Windowless mode

Equo Chromium offers a Windowless Mode, a headless version of the Chromium browser engine that runs without displaying a UI window. This makes it perfect for background tasks like automation, content processing, or rendering HTML offscreen, all without loading a full graphical environment.

Since there’s no visible interface, Windowless Mode is much faster and lighter than a normal browser. It’s ideal for:

  • Automated web testing

  • Web scraping and data extraction

  • HTML layout validation and performance profiling

  • Offscreen rendering and JS evaluation

How Windowless mode works

When you use Windowless Mode, Chromium still runs under the hood, but its rendering is done offscreen. You can interact with it programmatically—load pages, run JavaScript, extract data—all without ever opening a browser window. This works in both SWT-based apps and plain Java applications.

Using Windowless mode in SWT applications

If you’re building with SWT, you can embed a Windowless browser alongside your widgets. Here’s how to do it:

import org.eclipse.swt.*;
import org.eclipse.swt.events.*;
import org.eclipse.swt.layout.GridLayout;
import org.eclipse.swt.widgets.*;

import com.equo.chromium.ChromiumBrowser;

public class Windowless {
    public static void main(String[] args) throws ClassNotFoundException {
        ChromiumBrowser.earlyInit(); // [1]
        Display display = Display.getDefault();
        Shell shell = new Shell(display);
        shell.setLayout(new GridLayout(1, false));

        ChromiumBrowser browser = ChromiumBrowser.windowless(
            "https://docs.equo.dev/main/getting-started/introduction.html"
        );

        Button button = new Button(shell, SWT.PUSH);
        button.setText("Run JavaScript");
        button.addSelectionListener(new SelectionAdapter() {
            @Override
            public void widgetSelected(SelectionEvent e) {
                browser.executeJavacript("console.log(document.body.innerHTML)");
            }
        });

        shell.pack();
        shell.open();

        while (!shell.isDisposed()) {
            if (!display.readAndDispatch())
                display.sleep();
        }

        display.dispose();
    }
}

[1]Make sure to call ChromiumBrowser.earlyInit() before creating the UI.

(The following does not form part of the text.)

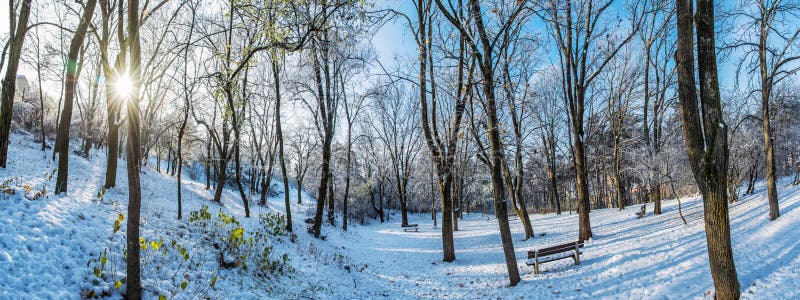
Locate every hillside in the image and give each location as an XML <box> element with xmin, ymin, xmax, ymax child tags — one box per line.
<box><xmin>0</xmin><ymin>135</ymin><xmax>800</xmax><ymax>299</ymax></box>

Also pass the system property -Dchromium.init_threads=true at runtime.

On Linux, see the Wayland Support section for extra setup tips.

Using Windowless mode in a plain Java application

The following example runs a Chromium browser headlessly in a plain Java app:

import com.equo.chromium.ChromiumBrowser;

public class Windowless {
    public static void main(String[] args) {
        ChromiumBrowser browser = ChromiumBrowser.windowless(
            "https://docs.equo.dev/main/getting-started/introduction.html"
        );
        ChromiumBrowser.startBrowsers(); (1)
    }
}

Windowless Chromium can detect and adapt to the environment—SWT or standalone. On Linux, this means your application can run even without a display server (like X11 or Wayland), as long as no visible windows are created.

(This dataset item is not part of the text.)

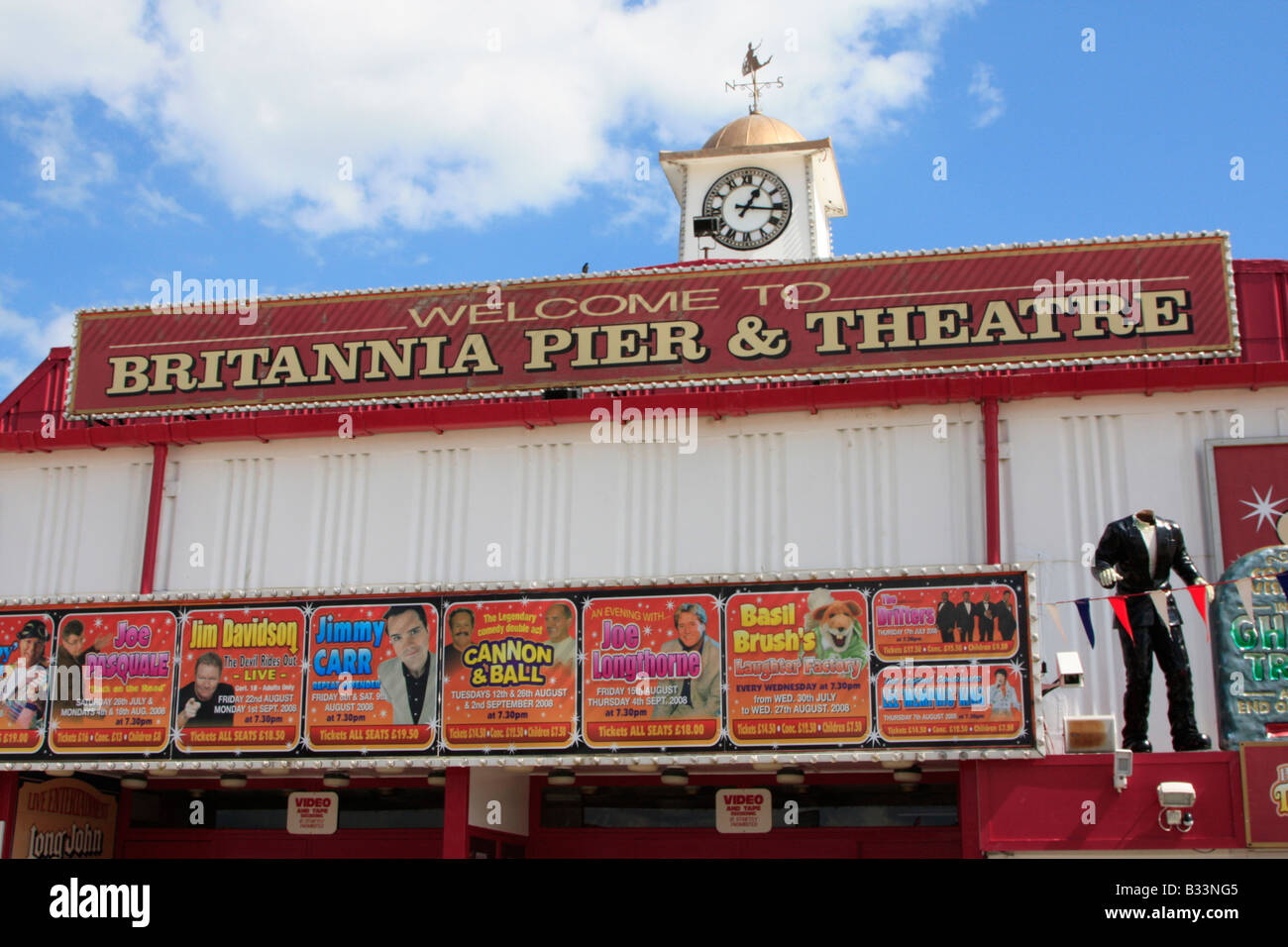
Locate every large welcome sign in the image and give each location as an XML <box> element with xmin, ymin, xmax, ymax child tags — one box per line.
<box><xmin>67</xmin><ymin>236</ymin><xmax>1237</xmax><ymax>416</ymax></box>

To explicitly force SWT integration, use:

-Dchromium.force_windowless_swt=true

[1] ChromiumBrowser.startBrowsers(); xref[Blocks the main thread] until the browser is closed.

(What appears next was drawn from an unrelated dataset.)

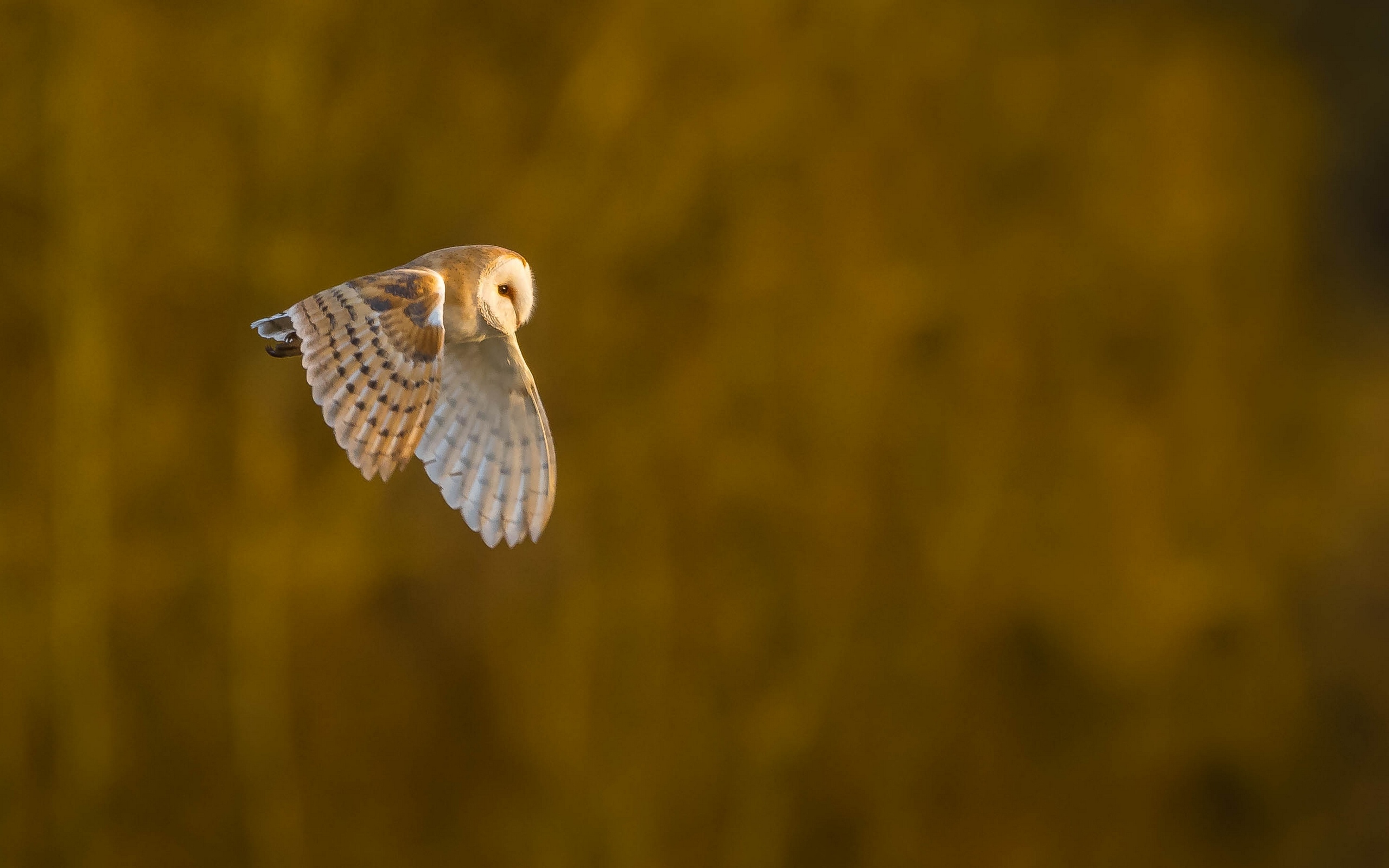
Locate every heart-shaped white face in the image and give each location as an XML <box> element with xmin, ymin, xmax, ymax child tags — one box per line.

Checking Windowless compatibility

As of version 124.0.6, Equo Chromium provides a built-in method to verify that Windowless Mode can run on the current system:

ChromiumBrowser.compatibleWithHost().check();

This returns a CompletableFuture<String>. If it completes normally with an empty string, everything is good. If it completes exceptionally, it means there was an issue initializing the browser.